Cet humain avait beau posséder le pouvoir d'une multitude de démons, il demeurait de chair et de sang malgré tout. Tant qu'un être vivant restait emprisonné dans un corps, jamais il ne pourrait devenir un dieu. Les souvenirs : c'était là l'unique bien mais aussi l'unique faiblesse du Strange Suprême.
Pendant ce temps, l'autre Strange – celui qui puisait son pouvoir de ses alter-egos du Multivers – continuait de tourbillonner autour d'elle, cherchant désespérément une faille. Il ne s'était pas encore aperçu de l'échec de son « double divin ».
Avec l'esquisse d'un sourire, l'entité tendit ses griffes acérées vers l'impertinent perturbateur.
« Tu devrais te rendre, lui murmura-t-elle d'une voix douce. Tu devrais cesser ce combat sans issue et aller dire adieu à tes proches, à ta... famille. »

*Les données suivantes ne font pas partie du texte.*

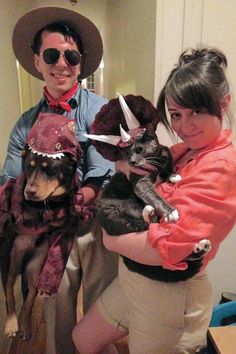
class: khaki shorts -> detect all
[96,258,212,354]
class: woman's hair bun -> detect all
[179,47,227,68]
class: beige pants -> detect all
[97,259,212,354]
[45,218,118,354]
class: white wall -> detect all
[155,0,236,303]
[0,0,30,167]
[104,0,156,101]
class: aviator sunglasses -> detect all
[43,48,82,66]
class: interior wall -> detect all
[155,0,236,303]
[104,0,156,102]
[0,0,30,168]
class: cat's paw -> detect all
[169,173,182,183]
[164,209,179,222]
[186,240,211,261]
[5,313,19,337]
[142,205,155,224]
[193,240,211,256]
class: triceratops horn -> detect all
[120,124,131,143]
[117,92,140,130]
[84,134,121,146]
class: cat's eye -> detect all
[135,146,143,154]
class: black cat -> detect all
[97,124,210,282]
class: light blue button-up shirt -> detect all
[0,88,114,185]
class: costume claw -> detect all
[142,205,155,224]
[164,209,179,222]
[169,174,182,183]
[193,240,211,254]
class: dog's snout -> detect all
[24,185,37,200]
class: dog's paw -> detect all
[193,240,211,255]
[142,205,155,224]
[164,209,179,222]
[5,313,19,337]
[169,173,182,183]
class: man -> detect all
[0,7,117,354]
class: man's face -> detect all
[34,31,81,98]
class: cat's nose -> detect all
[129,160,135,166]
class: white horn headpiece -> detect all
[84,134,120,146]
[120,124,132,143]
[117,92,140,130]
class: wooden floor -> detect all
[0,297,129,354]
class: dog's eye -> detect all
[135,146,143,154]
[45,167,58,177]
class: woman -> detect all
[73,48,236,354]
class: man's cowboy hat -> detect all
[12,7,103,80]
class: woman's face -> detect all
[167,98,222,150]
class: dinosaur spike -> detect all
[120,124,131,143]
[84,134,121,146]
[117,92,140,130]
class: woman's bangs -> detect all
[166,73,218,115]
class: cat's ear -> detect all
[141,124,158,142]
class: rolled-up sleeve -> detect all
[148,159,236,270]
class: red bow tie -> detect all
[43,83,78,112]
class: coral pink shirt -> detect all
[148,129,236,270]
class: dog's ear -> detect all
[21,149,27,157]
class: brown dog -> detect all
[0,114,80,340]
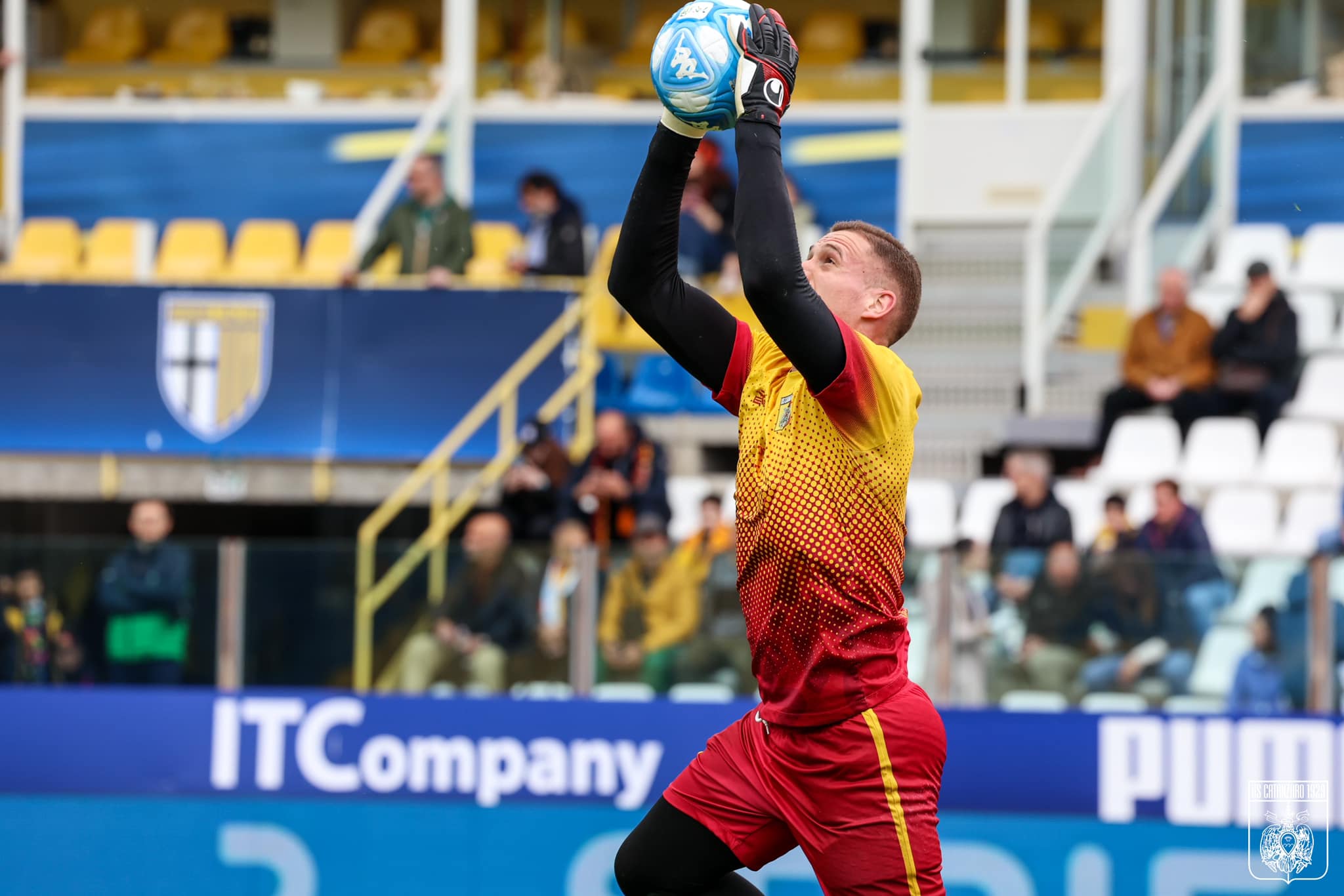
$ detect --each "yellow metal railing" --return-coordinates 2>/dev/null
[354,287,606,692]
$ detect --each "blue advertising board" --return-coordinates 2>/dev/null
[0,285,568,460]
[0,689,1344,896]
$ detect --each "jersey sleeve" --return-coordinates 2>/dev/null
[713,321,755,415]
[813,323,922,449]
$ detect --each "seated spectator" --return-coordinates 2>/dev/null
[677,140,736,278]
[989,451,1074,600]
[341,156,473,289]
[597,513,700,693]
[1097,268,1215,454]
[1227,607,1288,716]
[1274,554,1344,709]
[1196,262,1298,437]
[98,501,194,685]
[564,411,672,548]
[500,420,570,541]
[511,171,587,277]
[400,510,536,693]
[1135,479,1235,640]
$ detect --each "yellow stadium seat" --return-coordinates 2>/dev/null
[799,9,863,66]
[155,218,227,283]
[149,7,231,66]
[340,7,421,66]
[72,218,155,283]
[224,220,299,283]
[66,7,148,66]
[5,218,79,281]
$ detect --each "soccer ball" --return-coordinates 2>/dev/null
[649,0,750,131]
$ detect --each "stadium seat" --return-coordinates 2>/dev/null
[1253,422,1340,492]
[1204,486,1280,556]
[668,681,732,703]
[4,218,81,281]
[1223,556,1301,623]
[295,220,355,285]
[224,220,299,285]
[1288,290,1339,355]
[1179,417,1259,491]
[999,691,1068,712]
[906,479,957,550]
[340,7,421,66]
[1078,691,1148,713]
[957,479,1013,544]
[1189,622,1251,697]
[72,218,159,283]
[1293,224,1344,291]
[1277,489,1341,558]
[593,681,656,703]
[155,218,227,283]
[1285,355,1344,423]
[1055,479,1106,547]
[1097,417,1180,485]
[149,7,232,66]
[66,5,149,66]
[799,9,863,66]
[1204,224,1293,287]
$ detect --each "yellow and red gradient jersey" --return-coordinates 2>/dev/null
[715,323,921,725]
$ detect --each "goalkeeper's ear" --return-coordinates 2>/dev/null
[662,109,704,140]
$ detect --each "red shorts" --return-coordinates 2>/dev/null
[663,683,948,896]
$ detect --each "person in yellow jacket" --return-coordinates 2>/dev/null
[598,514,702,693]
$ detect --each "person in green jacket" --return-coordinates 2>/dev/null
[341,156,473,289]
[98,501,192,685]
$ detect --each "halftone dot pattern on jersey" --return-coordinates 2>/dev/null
[718,324,919,725]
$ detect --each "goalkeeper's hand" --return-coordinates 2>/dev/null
[738,3,799,127]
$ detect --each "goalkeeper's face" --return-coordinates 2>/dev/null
[803,230,899,344]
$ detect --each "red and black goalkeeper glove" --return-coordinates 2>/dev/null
[738,3,799,127]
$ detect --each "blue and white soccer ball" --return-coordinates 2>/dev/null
[649,0,751,131]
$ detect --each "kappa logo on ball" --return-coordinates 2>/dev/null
[1246,781,1331,884]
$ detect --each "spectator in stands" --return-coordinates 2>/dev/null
[341,156,473,289]
[989,451,1074,600]
[1097,268,1215,454]
[1196,262,1298,437]
[500,420,570,541]
[402,510,537,693]
[597,513,700,693]
[564,410,672,548]
[1227,607,1288,716]
[98,501,192,685]
[512,171,586,277]
[677,140,736,278]
[1136,479,1234,638]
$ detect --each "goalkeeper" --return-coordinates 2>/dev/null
[609,4,946,896]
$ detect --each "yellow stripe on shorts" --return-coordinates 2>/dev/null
[863,709,919,896]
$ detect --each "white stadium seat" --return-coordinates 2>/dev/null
[1204,486,1280,556]
[906,479,957,548]
[1293,224,1344,291]
[1055,479,1106,545]
[1285,355,1344,423]
[1223,558,1303,623]
[1189,623,1251,697]
[1180,417,1259,489]
[1254,419,1340,492]
[1097,417,1180,485]
[957,479,1015,544]
[1278,489,1340,558]
[1288,290,1339,355]
[999,691,1068,712]
[1078,691,1148,713]
[1206,224,1293,286]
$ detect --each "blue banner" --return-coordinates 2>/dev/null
[0,286,568,460]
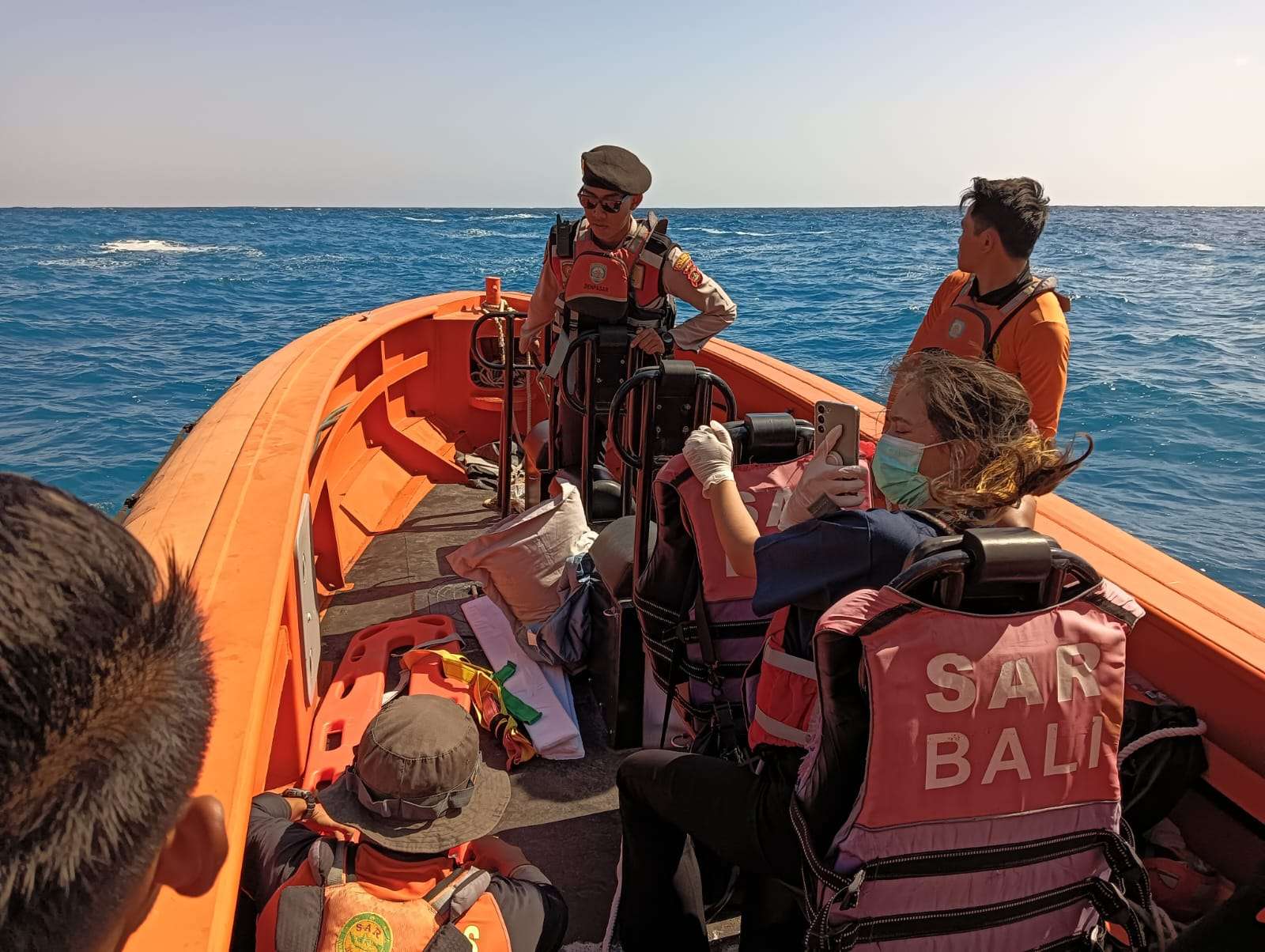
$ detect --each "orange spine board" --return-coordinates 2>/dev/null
[126,298,1265,952]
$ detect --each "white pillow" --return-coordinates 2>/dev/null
[447,484,593,624]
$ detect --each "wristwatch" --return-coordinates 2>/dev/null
[281,786,316,820]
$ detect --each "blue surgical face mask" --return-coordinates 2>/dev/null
[870,433,949,509]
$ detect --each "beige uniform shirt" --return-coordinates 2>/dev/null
[523,219,738,350]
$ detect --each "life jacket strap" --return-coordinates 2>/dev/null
[424,866,492,922]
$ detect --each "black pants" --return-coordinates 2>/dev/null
[554,391,591,472]
[616,750,806,952]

Elle se sentit toute bizarre en prononçant ces mots, mais n'en tint pas compte davantage.
Le Strange Médiateur lui lança un regard surpris :
« Quoi, tu laisses tomber mon alter-ego ? M'est avis que c'est vers lui que devrait se porter ton attention... »
Son regard tomba alors sur son allié : étendu, inconscient, flottant mollement dans l'air grâce à sa cape noire.
Chaque muscle de son visage se décomposa pour l'affubler de la plus pure expression d'horreur et d'incrédulité : sa version suprême, capable de détruire des univers et d'avaler des explosions cataclysmiques... hors d'état de combattre ?! Non... non ! C'était impossible !
L'entité se contenta de ricaner d'un air mauvais :
« Nul parmi les êtres vivants n'est invincible ! Il n'y a que moi, ici, qui soit... inéluctable. »
Et elle fonça vers Strange, qui eut tout juste le temps d'édifier un bouclier lumineux autour de lui, aidé par les runes que certains de ses doubles avaient tracées sur ses vêtements.
« Steven... c'est inutile, tu vas juste te faire tuer ! cria l'un de ses alliés par leur lien télépathique.
« Je crée un Portail pour le ramener dans mon univers, ça ne servira à rien qu'il meurt, parla un autre.
« Et moi je ramène l'autre – le surcheaté, intervint un troisième en traçant le Portail. Diable, j'espère qu'il n'est pas cané, il a l'air plus mort que vif ! »
Et c'est ainsi que la Terre fut détruite : privée de son unique protecteur.